Well, okay, he didn't do any of that. But he was Evil, okay? Trust me on this one. The man threw 68 innings of 2 ERA ball, generating more VORP than Bob Wickman (and almost as much as Howry) while striking out nearly a guy and inning and giving up POINT ONE FIVE HR/9 in the third-easiest place to hit a homer in the Solar System (#1: Coors Field; #2: the Surface of the Moon). (That's sick, BTW.)
And Cliff Pollitte was better.
Bobby Jenks (of whom any of the false things attributed to Cotts could actually have some plausibility) struck out 11.44 guys per 9 IP (highest rate on the Indians: Raffy's 9.71). Dustin Hermanson had a 2.04 ERA when he went down.
By the way, here are Your Minnesota Twins (ERA, VORP): Juan Rincon (2.45, 23.4), Jesse Crain (2.49, 23.2), Joe Nathan (2.70, 22.9, rubs Nair on the inside of Little Leaguer's baseball caps), Matt Guerrier (waived by the PIRATES! The Pirates!) (3.39, 18.0), J.C. Romero (3.47, 9.6), etc. Travis Bowyer not there? Who cares? They'll bring someone else you've never heard of up. Liriano is sick. Baker is sick. Who are these bastards?
Even Detroit is getting into the act: I don't believe in Todd Jones' long-term viability, but they've got Chris Spurling and Ferd Rodney (who closed in the WBC) and Frank German and Jamie Walker ... if Woodyard and Good and Colon come around, this is a deep pen which may only shave cats instead of eat puppies, but it won't be much fun, either.
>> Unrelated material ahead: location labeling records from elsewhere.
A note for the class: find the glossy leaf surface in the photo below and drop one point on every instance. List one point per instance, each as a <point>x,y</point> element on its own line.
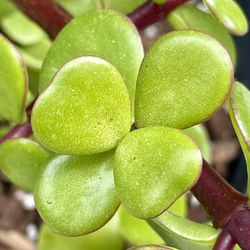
<point>190,81</point>
<point>229,13</point>
<point>21,29</point>
<point>149,169</point>
<point>152,247</point>
<point>106,34</point>
<point>239,110</point>
<point>107,238</point>
<point>76,195</point>
<point>190,17</point>
<point>184,234</point>
<point>86,109</point>
<point>21,160</point>
<point>137,231</point>
<point>13,82</point>
<point>200,135</point>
See, that's the problem in the AL Central: the starters are actually pretty damned good. You get six good innings out of the starter, and then you figure you can breathe a little until the Big Guns come out of the bullpen. Except you can't. The guns start coming out Right Away, and if you fall behind by three runs and get to the seventh inning, you might as well start warming up the damned bus.
Have I mentioned that I hate the Minnesota bullpen? I should have. Because I do. And Chicago's. And Detroit's. Well, maybe not "hate" Detroit's. It irks me.
Thankfully, I don't find ours as annoying. My guess is, fans in Chicago, Minnesota, and Detroit feel differently.
(I would mention the fans of the Royals, but I could get either of them to answer e-mail before press time. Sorry, guys.)